"Malandro não pára, malandro dá um tempo."
O filme ‘Cidade de Deus’ teve o condão de levar a realidade das favelas do Rio de Janeiro a todo o Mundo, mas deixou também um legado de frases marcantes, a grande maioria das quais eu não estou autorizado a reproduzir neste espaço que pode ser lido por menores e pessoas mais impressionáveis. O certo é que, durante meses, fui mimetizando os personagens, no meu melhor sotaque brasileiro. "Dadinho é o c...! Meu nome agora é Zé Pequeno, porra!". Peço desculpa, não resisti.
Albufeira, 30 de novembro de 2007, 21h00. Três jovens aproximam-se da frutaria – e minimercado – com o mesmo nome da cidade algarvia. Todos com as cabeças parcialmente cobertas pelos carapuços das respetivas camisolas. Um ficou à porta, enquanto os outros dois entraram com facas de cozinha nas mãos. "Nós somos brasileiros! Abre a caixa já!".
O grito surpreendeu as duas mulheres presentes no estabelecimento. Pudera. Primeiro, nunca tinham visto ladrões a apresentarem-se, exclamando a nacionalidade como se estivessem no SEF a exigir um visto de residência. Geralmente, os larápios até poupam na informação. "Olá, sou o Roberto, 22 anos, português, tipo sanguíneo A positivo, moro numa rua aqui perto. Isto é um assalto". Em princípio, não acontece.
Depois, a prestação ao nível do sotaque de bandido brasileiro foi sofrível. Pobres rapazes, certamente nunca terão visto ‘Cidade de Deus’. Nem um "porra", nem "bagulho", nada.

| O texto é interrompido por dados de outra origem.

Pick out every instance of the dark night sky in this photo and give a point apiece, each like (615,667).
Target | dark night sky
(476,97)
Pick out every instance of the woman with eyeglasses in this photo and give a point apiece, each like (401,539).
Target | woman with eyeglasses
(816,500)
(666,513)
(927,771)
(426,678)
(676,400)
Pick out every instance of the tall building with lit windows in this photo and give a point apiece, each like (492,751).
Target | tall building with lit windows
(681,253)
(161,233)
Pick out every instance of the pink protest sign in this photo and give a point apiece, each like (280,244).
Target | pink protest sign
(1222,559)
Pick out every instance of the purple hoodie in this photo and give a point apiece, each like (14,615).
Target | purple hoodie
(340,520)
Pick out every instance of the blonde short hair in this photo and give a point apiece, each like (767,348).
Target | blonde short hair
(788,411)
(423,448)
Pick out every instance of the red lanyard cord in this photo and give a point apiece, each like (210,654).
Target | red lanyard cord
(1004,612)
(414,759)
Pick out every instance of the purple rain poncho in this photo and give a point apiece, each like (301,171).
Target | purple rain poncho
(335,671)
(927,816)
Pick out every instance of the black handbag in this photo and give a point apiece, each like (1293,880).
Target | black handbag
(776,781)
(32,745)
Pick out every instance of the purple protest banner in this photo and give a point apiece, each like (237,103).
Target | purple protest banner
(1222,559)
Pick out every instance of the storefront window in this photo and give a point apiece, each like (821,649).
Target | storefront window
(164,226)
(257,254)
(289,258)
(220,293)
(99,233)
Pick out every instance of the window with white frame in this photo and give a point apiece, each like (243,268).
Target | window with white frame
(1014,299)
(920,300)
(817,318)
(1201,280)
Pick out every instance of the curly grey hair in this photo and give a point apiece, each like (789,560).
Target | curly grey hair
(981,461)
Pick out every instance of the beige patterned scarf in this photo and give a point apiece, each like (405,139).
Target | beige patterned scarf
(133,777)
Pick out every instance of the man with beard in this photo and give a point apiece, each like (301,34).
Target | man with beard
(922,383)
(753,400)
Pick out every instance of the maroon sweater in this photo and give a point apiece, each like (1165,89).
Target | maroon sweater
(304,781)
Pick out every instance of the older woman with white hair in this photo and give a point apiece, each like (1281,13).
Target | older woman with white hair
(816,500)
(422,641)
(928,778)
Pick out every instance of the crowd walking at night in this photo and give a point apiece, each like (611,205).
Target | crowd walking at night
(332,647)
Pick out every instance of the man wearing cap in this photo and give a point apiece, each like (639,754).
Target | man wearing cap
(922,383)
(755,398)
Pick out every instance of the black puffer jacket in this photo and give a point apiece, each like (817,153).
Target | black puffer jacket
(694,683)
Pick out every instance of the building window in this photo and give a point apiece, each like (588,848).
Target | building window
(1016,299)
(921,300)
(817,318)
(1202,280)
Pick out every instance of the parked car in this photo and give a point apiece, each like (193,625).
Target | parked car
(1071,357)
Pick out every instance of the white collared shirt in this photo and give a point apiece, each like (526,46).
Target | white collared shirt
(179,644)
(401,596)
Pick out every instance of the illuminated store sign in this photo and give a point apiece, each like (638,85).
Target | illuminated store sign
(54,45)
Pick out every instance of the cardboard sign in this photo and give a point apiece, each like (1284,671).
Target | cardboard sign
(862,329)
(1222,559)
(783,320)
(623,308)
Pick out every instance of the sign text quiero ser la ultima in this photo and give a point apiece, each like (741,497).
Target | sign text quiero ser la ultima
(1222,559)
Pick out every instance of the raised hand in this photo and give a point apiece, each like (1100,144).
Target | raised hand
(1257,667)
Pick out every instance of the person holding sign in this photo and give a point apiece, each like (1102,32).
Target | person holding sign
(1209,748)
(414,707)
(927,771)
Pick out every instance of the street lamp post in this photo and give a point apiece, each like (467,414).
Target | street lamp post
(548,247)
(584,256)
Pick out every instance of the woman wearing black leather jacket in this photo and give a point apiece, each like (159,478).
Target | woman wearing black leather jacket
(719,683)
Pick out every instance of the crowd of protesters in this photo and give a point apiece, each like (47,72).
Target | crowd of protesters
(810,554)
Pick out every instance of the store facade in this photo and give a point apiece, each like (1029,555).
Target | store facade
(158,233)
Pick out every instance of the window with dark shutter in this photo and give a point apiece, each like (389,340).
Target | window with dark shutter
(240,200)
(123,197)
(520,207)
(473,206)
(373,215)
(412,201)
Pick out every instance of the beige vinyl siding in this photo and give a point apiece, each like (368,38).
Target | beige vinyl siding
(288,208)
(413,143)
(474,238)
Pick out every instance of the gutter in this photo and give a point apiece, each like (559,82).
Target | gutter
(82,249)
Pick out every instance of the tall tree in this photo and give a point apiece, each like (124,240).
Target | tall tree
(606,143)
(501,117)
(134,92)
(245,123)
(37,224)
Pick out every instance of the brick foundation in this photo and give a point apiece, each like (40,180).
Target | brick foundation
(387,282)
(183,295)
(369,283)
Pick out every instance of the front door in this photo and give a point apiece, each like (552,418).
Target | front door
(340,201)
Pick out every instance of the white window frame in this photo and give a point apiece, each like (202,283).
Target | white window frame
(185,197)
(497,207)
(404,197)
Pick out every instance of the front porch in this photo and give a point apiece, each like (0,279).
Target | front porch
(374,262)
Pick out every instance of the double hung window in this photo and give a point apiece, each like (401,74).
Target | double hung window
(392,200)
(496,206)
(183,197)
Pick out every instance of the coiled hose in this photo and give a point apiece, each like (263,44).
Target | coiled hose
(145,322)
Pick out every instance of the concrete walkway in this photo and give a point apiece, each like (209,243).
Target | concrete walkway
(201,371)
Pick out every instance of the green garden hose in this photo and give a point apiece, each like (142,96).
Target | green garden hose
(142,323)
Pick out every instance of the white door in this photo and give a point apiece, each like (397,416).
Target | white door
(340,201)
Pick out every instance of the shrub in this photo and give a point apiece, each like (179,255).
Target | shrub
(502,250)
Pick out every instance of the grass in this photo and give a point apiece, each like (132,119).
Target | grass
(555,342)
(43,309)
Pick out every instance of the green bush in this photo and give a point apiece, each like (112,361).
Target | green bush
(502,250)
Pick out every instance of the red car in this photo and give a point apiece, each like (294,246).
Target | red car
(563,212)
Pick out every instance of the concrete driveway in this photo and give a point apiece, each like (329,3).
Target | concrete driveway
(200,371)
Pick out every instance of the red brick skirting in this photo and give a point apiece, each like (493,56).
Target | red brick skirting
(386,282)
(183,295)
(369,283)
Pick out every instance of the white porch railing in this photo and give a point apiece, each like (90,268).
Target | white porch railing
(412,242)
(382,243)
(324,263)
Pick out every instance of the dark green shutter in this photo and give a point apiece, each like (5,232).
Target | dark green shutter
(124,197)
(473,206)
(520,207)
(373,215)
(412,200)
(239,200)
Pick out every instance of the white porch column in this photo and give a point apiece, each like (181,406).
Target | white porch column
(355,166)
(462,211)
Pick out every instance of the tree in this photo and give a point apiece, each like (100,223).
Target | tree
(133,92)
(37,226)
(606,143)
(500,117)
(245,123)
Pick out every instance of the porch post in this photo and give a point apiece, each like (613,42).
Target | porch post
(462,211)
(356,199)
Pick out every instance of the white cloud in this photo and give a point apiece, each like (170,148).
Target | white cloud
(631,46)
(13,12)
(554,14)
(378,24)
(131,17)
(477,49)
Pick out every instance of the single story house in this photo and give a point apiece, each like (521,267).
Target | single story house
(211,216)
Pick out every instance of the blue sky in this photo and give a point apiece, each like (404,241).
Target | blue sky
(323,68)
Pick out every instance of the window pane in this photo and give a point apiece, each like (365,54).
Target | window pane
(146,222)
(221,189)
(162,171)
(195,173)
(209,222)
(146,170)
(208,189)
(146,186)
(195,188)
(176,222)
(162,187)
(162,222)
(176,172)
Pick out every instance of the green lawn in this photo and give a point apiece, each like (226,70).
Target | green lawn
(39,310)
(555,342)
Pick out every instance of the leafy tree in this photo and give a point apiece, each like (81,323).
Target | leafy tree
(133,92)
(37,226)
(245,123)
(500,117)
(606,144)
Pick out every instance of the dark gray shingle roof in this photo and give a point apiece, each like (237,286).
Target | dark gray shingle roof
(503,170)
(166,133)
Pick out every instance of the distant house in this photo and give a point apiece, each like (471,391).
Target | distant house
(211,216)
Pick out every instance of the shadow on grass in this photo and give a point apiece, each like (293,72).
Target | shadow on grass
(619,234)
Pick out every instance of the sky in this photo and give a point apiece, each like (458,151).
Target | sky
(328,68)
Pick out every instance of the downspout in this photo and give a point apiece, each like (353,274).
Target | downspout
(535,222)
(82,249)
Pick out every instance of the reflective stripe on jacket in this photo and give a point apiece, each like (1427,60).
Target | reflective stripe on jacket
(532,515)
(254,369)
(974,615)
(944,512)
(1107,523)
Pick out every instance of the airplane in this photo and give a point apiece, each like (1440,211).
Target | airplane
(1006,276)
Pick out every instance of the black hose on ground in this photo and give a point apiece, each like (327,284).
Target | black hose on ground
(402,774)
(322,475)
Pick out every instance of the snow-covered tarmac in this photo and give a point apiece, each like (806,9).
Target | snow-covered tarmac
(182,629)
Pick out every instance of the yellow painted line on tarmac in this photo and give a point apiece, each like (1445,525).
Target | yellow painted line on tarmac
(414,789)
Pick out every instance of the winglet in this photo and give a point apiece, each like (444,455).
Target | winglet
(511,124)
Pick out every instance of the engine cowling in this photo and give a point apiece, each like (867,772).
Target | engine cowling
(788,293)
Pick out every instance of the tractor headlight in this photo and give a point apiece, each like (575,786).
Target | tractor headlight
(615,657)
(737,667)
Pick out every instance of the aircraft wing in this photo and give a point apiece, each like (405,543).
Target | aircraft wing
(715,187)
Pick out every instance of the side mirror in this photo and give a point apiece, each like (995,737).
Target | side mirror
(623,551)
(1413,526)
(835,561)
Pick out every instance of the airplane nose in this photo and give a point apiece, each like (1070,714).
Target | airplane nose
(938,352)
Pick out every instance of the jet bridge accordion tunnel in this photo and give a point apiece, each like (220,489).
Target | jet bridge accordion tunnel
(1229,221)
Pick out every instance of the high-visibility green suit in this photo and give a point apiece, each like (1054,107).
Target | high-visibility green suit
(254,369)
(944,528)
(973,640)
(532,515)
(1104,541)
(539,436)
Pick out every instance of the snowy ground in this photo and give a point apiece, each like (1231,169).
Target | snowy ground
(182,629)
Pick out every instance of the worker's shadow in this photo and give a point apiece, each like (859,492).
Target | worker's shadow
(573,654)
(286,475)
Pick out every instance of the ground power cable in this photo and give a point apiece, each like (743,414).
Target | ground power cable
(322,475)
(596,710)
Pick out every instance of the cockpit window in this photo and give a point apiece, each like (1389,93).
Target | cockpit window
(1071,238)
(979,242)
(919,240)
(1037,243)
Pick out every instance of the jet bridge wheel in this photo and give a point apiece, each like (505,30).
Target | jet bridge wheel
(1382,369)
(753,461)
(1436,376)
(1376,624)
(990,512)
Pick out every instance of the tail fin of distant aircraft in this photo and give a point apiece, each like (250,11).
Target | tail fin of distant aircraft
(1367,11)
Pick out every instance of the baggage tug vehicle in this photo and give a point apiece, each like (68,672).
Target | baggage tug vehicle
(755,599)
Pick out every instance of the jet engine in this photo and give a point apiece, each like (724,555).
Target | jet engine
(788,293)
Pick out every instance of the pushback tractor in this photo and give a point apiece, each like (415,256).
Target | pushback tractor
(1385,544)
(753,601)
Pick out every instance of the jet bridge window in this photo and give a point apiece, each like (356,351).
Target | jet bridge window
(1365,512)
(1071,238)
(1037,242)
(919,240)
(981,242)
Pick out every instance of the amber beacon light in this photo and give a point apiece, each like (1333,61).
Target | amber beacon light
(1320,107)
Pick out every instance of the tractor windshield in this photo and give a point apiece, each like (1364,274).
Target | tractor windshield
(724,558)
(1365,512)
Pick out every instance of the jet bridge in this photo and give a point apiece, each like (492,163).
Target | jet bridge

Nervosos, empurraram a única cliente e saltaram o balcão, ameaçando a funcionária, que teve de esvaziar a caixa de todo o apuro do dia. Levaram 700 euros e fugiram, num crime que foi registado pelas câmaras de videovigilância da loja. Às autoridades, as duas vítimas não mostraram dúvidas: apesar do esforço em disfarçar as identidades, numa atitude até algo xenófoba, eram novinhos e, sem dúvida, portugueses.
Três dias depois, segunda-feira, outra vez de noite e agora como clientes, os três amiguinhos, a rondar os 16 anos e residentes ali perto, voltaram à frutaria Albufeira. A funcionária já era outra, porém, tinha visto as gravações do assalto. Reconheceu-os, manteve-se calma e serviu-os. Uma garrafa de cerveja? É para já. Assim que os rapazes saíram, pegou no telefone e chamou a GNR, que os apanhou a beber num parque. E agora? "Se correr, o bicho pega. Se ficar, o bicho come". Ficaram e foram detidos. Ou pegos.